Per-Tenant Engine Caching with sync.Map

var engines = sync.Map{} // map[string]*PolicyEngine

func GetEngine(org string) *PolicyEngine {
    if v, ok := engines.Load(org); ok {
        return v.(*PolicyEngine)
    }
    engine := NewTenantEngine(org)
    engines.Store(org, engine)
    return engine
}

// In an HTTP handler:
func evalHandler(w http.ResponseWriter, r *http.Request) {
    org := r.Header.Get("X-Org-ID")
    action := r.URL.Query().Get("action")
    ctx := map[string]interface{}{
        "agent_id": r.Header.Get("X-Agent-ID"),
        "tenant":   org,
    }
    decision := GetEngine(org).Evaluate(action, ctx)
    json.NewEncoder(w).Encode(map[string]string{"decision": string(decision)})
}

Summary

  • Backend Registration: Use LoadRego and LoadCedar in policy.go:72-79 to register external policy backends with the PolicyEngine.
  • Configuration Patterns: Pass OPAOptions or CedarOptions to configure execution mode (OPAAuto, OPARemote, CedarAuto), policy paths, and timeouts.
  • Multi-Org Isolation: Create separate PolicyEngine instances per tenant, each loading organization-specific policy files, stored in a concurrent map for request-time retrieval.
  • Safety Defaults: Both backends support AllowBuiltinFallback to ensure availability, with mock evaluators that fail closed on unsupported language features.
  • Evaluation Order: Native rules evaluate first, followed by backends in registration order; all must allow for final authorization.

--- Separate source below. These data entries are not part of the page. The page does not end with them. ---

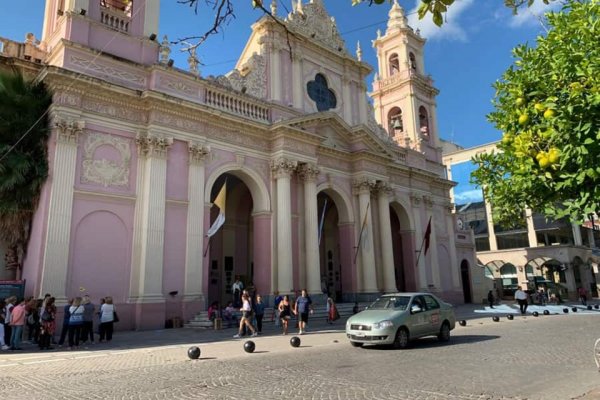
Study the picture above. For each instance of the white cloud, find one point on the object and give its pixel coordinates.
(469, 196)
(531, 15)
(450, 30)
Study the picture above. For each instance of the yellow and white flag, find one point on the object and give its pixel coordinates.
(219, 202)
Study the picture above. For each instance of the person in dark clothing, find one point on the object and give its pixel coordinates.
(491, 299)
(65, 328)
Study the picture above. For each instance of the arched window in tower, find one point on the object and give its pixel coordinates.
(320, 93)
(394, 64)
(413, 62)
(423, 122)
(395, 123)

Frequently Asked Questions

What is the difference between OPAAuto and OPARemote modes?

OPAAuto automatically detects the OPA CLI and falls back to a built-in mock evaluator if unavailable, while OPARemote sends evaluation requests to a specified OPA server URL via HTTP POST. According to policy_backends.go:93-118, OPARemote validates URLs to prevent SSRF attacks by rejecting non-HTTP schemes.

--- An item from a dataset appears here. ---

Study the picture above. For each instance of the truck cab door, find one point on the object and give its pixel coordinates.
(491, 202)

How does the PolicyEngine handle backend evaluation failures?

The engine implements fail-closed semantics where any backend error results in an immediate deny decision. As noted in policy.go:32-35, errors during backend evaluation terminate the evaluation loop and return a deny status, ensuring that policy engine unavailability does not result in unauthorized access.

Can I use both OPA and Cedar backends simultaneously in the same engine?

Yes, the PolicyEngine supports multiple concurrent backends registered via sequential calls to LoadRego and LoadCedar. The engine evaluates backends in the order they were added, requiring all backends to return allow for a final authorization, as demonstrated in the reference example at examples/policy-opa-cedar/main.go.

How do I ensure complete policy isolation between organizations?

Instantiate a distinct PolicyEngine per organization using tenant-specific configuration paths, and store these instances in a concurrent map keyed by organization ID. Since each engine maintains its own backend instances and loaded policies, no memory is shared between tenants, guaranteeing isolation while maximizing code reuse.